The double standard that’s being applied when it comes to Sputnik and RT should be clear for all to see, and it’s that the American “deep state” doesn’t tolerate foreigners having an opinion about the US unless they present it on a US-based media platform or on one of Washington’s allies’. Otherwise, as the witch-hunting “logic” now goes, they’re “foreign agents” possibly “spreading propaganda”, and their outlets need to be registered as such with the intimidating “scarlet letter(s)” of FARA if they’re foreign-funded.

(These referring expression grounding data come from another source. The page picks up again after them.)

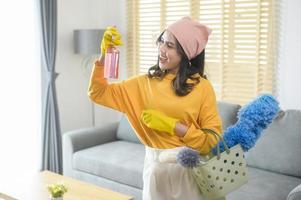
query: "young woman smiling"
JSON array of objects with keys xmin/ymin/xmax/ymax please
[{"xmin": 88, "ymin": 16, "xmax": 224, "ymax": 200}]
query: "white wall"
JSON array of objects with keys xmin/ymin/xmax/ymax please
[
  {"xmin": 278, "ymin": 0, "xmax": 301, "ymax": 110},
  {"xmin": 57, "ymin": 0, "xmax": 126, "ymax": 133},
  {"xmin": 57, "ymin": 0, "xmax": 301, "ymax": 133}
]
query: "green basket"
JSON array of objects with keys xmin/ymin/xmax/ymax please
[{"xmin": 191, "ymin": 129, "xmax": 248, "ymax": 200}]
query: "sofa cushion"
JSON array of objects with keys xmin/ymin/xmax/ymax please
[
  {"xmin": 73, "ymin": 141, "xmax": 145, "ymax": 189},
  {"xmin": 116, "ymin": 115, "xmax": 141, "ymax": 143},
  {"xmin": 228, "ymin": 167, "xmax": 301, "ymax": 200},
  {"xmin": 246, "ymin": 110, "xmax": 301, "ymax": 178},
  {"xmin": 217, "ymin": 101, "xmax": 241, "ymax": 131}
]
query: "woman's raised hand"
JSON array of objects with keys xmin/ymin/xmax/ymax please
[{"xmin": 100, "ymin": 26, "xmax": 123, "ymax": 56}]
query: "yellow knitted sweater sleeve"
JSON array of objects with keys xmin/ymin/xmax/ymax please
[
  {"xmin": 87, "ymin": 60, "xmax": 142, "ymax": 115},
  {"xmin": 181, "ymin": 80, "xmax": 223, "ymax": 155}
]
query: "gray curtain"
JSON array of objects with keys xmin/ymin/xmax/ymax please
[{"xmin": 38, "ymin": 0, "xmax": 62, "ymax": 174}]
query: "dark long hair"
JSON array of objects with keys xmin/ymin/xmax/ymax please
[{"xmin": 148, "ymin": 31, "xmax": 206, "ymax": 96}]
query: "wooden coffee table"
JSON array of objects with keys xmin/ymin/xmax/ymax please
[{"xmin": 0, "ymin": 171, "xmax": 133, "ymax": 200}]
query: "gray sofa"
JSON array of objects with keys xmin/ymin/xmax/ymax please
[{"xmin": 63, "ymin": 102, "xmax": 301, "ymax": 200}]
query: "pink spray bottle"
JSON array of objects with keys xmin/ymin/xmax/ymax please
[
  {"xmin": 104, "ymin": 45, "xmax": 120, "ymax": 79},
  {"xmin": 103, "ymin": 26, "xmax": 122, "ymax": 79}
]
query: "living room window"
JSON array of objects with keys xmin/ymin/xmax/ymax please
[
  {"xmin": 0, "ymin": 1, "xmax": 41, "ymax": 182},
  {"xmin": 126, "ymin": 0, "xmax": 278, "ymax": 105}
]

Even worse, the hysterical zeitgeist has now peaked at such a point that Americans are unable to talk about American-related issues (whether domestic or foreign) on non-American international media outlets publicly funded by a foreign government without potentially having to register as a “foreign agent” in their homelands, whether they still live there or emigrated already.
This is nothing less than state-sponsored intimidation, since Washington is implying that the Americans who work for and comment on these platforms might be “national security threats” because of their supposedly undeclared “foreign agent” status.

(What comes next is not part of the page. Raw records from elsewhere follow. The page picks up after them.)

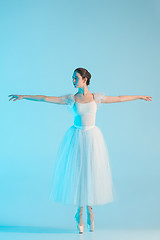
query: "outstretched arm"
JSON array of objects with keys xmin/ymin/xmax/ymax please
[
  {"xmin": 8, "ymin": 94, "xmax": 67, "ymax": 104},
  {"xmin": 102, "ymin": 95, "xmax": 152, "ymax": 103}
]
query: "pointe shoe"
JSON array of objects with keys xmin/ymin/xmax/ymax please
[
  {"xmin": 75, "ymin": 210, "xmax": 84, "ymax": 234},
  {"xmin": 87, "ymin": 207, "xmax": 94, "ymax": 232}
]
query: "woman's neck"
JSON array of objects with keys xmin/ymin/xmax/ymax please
[{"xmin": 77, "ymin": 87, "xmax": 90, "ymax": 96}]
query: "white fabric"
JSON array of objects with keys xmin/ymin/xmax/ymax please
[
  {"xmin": 60, "ymin": 92, "xmax": 106, "ymax": 109},
  {"xmin": 48, "ymin": 93, "xmax": 115, "ymax": 206}
]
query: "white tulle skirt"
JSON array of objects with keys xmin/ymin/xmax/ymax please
[{"xmin": 48, "ymin": 124, "xmax": 115, "ymax": 207}]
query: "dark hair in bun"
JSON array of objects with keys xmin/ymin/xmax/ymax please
[{"xmin": 74, "ymin": 67, "xmax": 91, "ymax": 86}]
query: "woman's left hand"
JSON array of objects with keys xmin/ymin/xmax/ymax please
[{"xmin": 140, "ymin": 96, "xmax": 152, "ymax": 101}]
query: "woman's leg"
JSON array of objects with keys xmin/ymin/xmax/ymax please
[
  {"xmin": 86, "ymin": 205, "xmax": 94, "ymax": 231},
  {"xmin": 75, "ymin": 206, "xmax": 83, "ymax": 225}
]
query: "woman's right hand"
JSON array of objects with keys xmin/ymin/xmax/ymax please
[{"xmin": 8, "ymin": 94, "xmax": 23, "ymax": 101}]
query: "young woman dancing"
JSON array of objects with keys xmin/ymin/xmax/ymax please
[{"xmin": 8, "ymin": 67, "xmax": 152, "ymax": 233}]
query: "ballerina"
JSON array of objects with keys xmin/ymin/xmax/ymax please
[{"xmin": 8, "ymin": 67, "xmax": 152, "ymax": 234}]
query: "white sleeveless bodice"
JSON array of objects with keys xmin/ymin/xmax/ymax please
[
  {"xmin": 61, "ymin": 92, "xmax": 106, "ymax": 130},
  {"xmin": 72, "ymin": 101, "xmax": 97, "ymax": 129}
]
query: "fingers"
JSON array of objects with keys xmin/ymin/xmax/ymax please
[
  {"xmin": 8, "ymin": 95, "xmax": 18, "ymax": 101},
  {"xmin": 8, "ymin": 97, "xmax": 15, "ymax": 101},
  {"xmin": 146, "ymin": 96, "xmax": 152, "ymax": 101},
  {"xmin": 142, "ymin": 96, "xmax": 152, "ymax": 101},
  {"xmin": 147, "ymin": 96, "xmax": 152, "ymax": 101},
  {"xmin": 8, "ymin": 97, "xmax": 14, "ymax": 101}
]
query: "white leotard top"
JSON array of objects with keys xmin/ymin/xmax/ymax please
[{"xmin": 60, "ymin": 92, "xmax": 106, "ymax": 130}]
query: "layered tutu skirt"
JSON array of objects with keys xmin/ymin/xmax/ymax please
[{"xmin": 48, "ymin": 124, "xmax": 115, "ymax": 207}]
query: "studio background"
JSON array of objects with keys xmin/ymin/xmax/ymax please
[{"xmin": 1, "ymin": 0, "xmax": 159, "ymax": 230}]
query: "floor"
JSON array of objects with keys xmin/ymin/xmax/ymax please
[{"xmin": 0, "ymin": 227, "xmax": 160, "ymax": 240}]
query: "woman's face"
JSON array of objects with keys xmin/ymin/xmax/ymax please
[{"xmin": 72, "ymin": 71, "xmax": 87, "ymax": 88}]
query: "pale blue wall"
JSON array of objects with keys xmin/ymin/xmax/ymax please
[{"xmin": 1, "ymin": 0, "xmax": 159, "ymax": 229}]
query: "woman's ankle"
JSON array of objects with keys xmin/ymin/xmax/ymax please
[
  {"xmin": 86, "ymin": 205, "xmax": 93, "ymax": 212},
  {"xmin": 77, "ymin": 206, "xmax": 83, "ymax": 213}
]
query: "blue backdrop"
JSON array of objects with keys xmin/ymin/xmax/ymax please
[{"xmin": 1, "ymin": 0, "xmax": 159, "ymax": 230}]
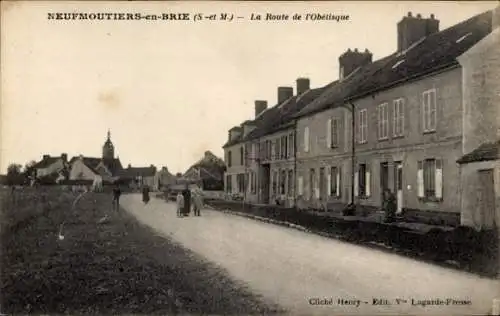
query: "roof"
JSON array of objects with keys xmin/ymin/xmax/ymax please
[
  {"xmin": 122, "ymin": 166, "xmax": 157, "ymax": 178},
  {"xmin": 457, "ymin": 140, "xmax": 500, "ymax": 164},
  {"xmin": 184, "ymin": 151, "xmax": 226, "ymax": 180},
  {"xmin": 32, "ymin": 156, "xmax": 62, "ymax": 169},
  {"xmin": 69, "ymin": 156, "xmax": 124, "ymax": 176},
  {"xmin": 296, "ymin": 9, "xmax": 493, "ymax": 118}
]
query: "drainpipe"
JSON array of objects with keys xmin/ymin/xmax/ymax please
[
  {"xmin": 349, "ymin": 102, "xmax": 356, "ymax": 207},
  {"xmin": 293, "ymin": 120, "xmax": 298, "ymax": 209}
]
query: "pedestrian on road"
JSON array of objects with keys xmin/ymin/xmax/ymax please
[
  {"xmin": 176, "ymin": 191, "xmax": 184, "ymax": 217},
  {"xmin": 112, "ymin": 183, "xmax": 121, "ymax": 211},
  {"xmin": 192, "ymin": 189, "xmax": 203, "ymax": 216},
  {"xmin": 182, "ymin": 185, "xmax": 191, "ymax": 216},
  {"xmin": 142, "ymin": 185, "xmax": 150, "ymax": 204}
]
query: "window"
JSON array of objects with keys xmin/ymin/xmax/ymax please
[
  {"xmin": 282, "ymin": 136, "xmax": 288, "ymax": 159},
  {"xmin": 298, "ymin": 175, "xmax": 304, "ymax": 196},
  {"xmin": 393, "ymin": 98, "xmax": 405, "ymax": 137},
  {"xmin": 266, "ymin": 140, "xmax": 271, "ymax": 160},
  {"xmin": 240, "ymin": 147, "xmax": 244, "ymax": 165},
  {"xmin": 304, "ymin": 126, "xmax": 310, "ymax": 152},
  {"xmin": 332, "ymin": 118, "xmax": 339, "ymax": 147},
  {"xmin": 418, "ymin": 158, "xmax": 443, "ymax": 200},
  {"xmin": 422, "ymin": 89, "xmax": 437, "ymax": 133},
  {"xmin": 309, "ymin": 168, "xmax": 316, "ymax": 199},
  {"xmin": 288, "ymin": 133, "xmax": 295, "ymax": 157},
  {"xmin": 358, "ymin": 109, "xmax": 368, "ymax": 144},
  {"xmin": 358, "ymin": 164, "xmax": 366, "ymax": 197},
  {"xmin": 237, "ymin": 174, "xmax": 245, "ymax": 193},
  {"xmin": 274, "ymin": 138, "xmax": 283, "ymax": 160},
  {"xmin": 280, "ymin": 169, "xmax": 286, "ymax": 195},
  {"xmin": 377, "ymin": 103, "xmax": 389, "ymax": 140},
  {"xmin": 330, "ymin": 167, "xmax": 341, "ymax": 196},
  {"xmin": 252, "ymin": 171, "xmax": 257, "ymax": 194},
  {"xmin": 226, "ymin": 174, "xmax": 232, "ymax": 193},
  {"xmin": 288, "ymin": 169, "xmax": 294, "ymax": 196},
  {"xmin": 227, "ymin": 151, "xmax": 232, "ymax": 167},
  {"xmin": 272, "ymin": 171, "xmax": 278, "ymax": 195},
  {"xmin": 339, "ymin": 66, "xmax": 344, "ymax": 80}
]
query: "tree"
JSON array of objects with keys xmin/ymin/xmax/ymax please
[
  {"xmin": 6, "ymin": 163, "xmax": 23, "ymax": 185},
  {"xmin": 24, "ymin": 160, "xmax": 36, "ymax": 172}
]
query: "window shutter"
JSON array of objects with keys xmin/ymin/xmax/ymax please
[
  {"xmin": 435, "ymin": 159, "xmax": 443, "ymax": 199},
  {"xmin": 304, "ymin": 127, "xmax": 310, "ymax": 152},
  {"xmin": 298, "ymin": 176, "xmax": 303, "ymax": 196},
  {"xmin": 336, "ymin": 169, "xmax": 341, "ymax": 197},
  {"xmin": 354, "ymin": 171, "xmax": 359, "ymax": 197},
  {"xmin": 417, "ymin": 160, "xmax": 424, "ymax": 198},
  {"xmin": 326, "ymin": 119, "xmax": 332, "ymax": 148},
  {"xmin": 327, "ymin": 170, "xmax": 332, "ymax": 196},
  {"xmin": 365, "ymin": 165, "xmax": 371, "ymax": 197}
]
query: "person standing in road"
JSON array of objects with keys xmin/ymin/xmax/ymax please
[
  {"xmin": 192, "ymin": 189, "xmax": 203, "ymax": 216},
  {"xmin": 112, "ymin": 183, "xmax": 121, "ymax": 211},
  {"xmin": 176, "ymin": 191, "xmax": 185, "ymax": 217},
  {"xmin": 182, "ymin": 185, "xmax": 191, "ymax": 216}
]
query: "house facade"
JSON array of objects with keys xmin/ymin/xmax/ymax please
[
  {"xmin": 222, "ymin": 8, "xmax": 498, "ymax": 228},
  {"xmin": 457, "ymin": 6, "xmax": 500, "ymax": 230},
  {"xmin": 32, "ymin": 153, "xmax": 69, "ymax": 181},
  {"xmin": 68, "ymin": 130, "xmax": 124, "ymax": 184}
]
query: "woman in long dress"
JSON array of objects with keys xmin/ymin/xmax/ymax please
[{"xmin": 142, "ymin": 185, "xmax": 150, "ymax": 204}]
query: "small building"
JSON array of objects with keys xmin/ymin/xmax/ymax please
[
  {"xmin": 184, "ymin": 151, "xmax": 226, "ymax": 191},
  {"xmin": 31, "ymin": 153, "xmax": 69, "ymax": 183},
  {"xmin": 68, "ymin": 130, "xmax": 124, "ymax": 185},
  {"xmin": 121, "ymin": 164, "xmax": 157, "ymax": 190}
]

If Russia implemented the same media version of FARA that the US is seriously considering and decided to decree that its citizens working for publicly funded American information outlets both in the country and abroad are “foreign agents” that are forced to register with the Kremlin, then the US government would instantly condemn it as state-sponsored intimidation and political oppression, possibly even extending political asylum and an expedited path to citizenship for those said nationals who might be working in the US and are too afraid to ever go home again. Frighteningly, however, it’s not Russians who have to fear the long arm of their government in this respect, but Americans, though it’s “politically incorrect” for anyone to say so.
In the Twilight Zone of the New Cold War, Russia could plausibly – and with full ethical and legal backing behind it –contemplate granting its Russian-based American employees political asylum and potential citizenship because of the state-sponsored intimidation that they might become reasonably subjected to back home just because they decided to “Tell The Untold” and “Question More”.
 If the US government demands that Sputnik and RT employees register as “foreign agents” under FARA but selectively ignores enforcing this new “standard” against other publicly financed international media companies and their employees, then it’s not unrealistic to imagine that Edward Snowden might end up sharing a toast with some fellow American political refugees in Moscow before too long.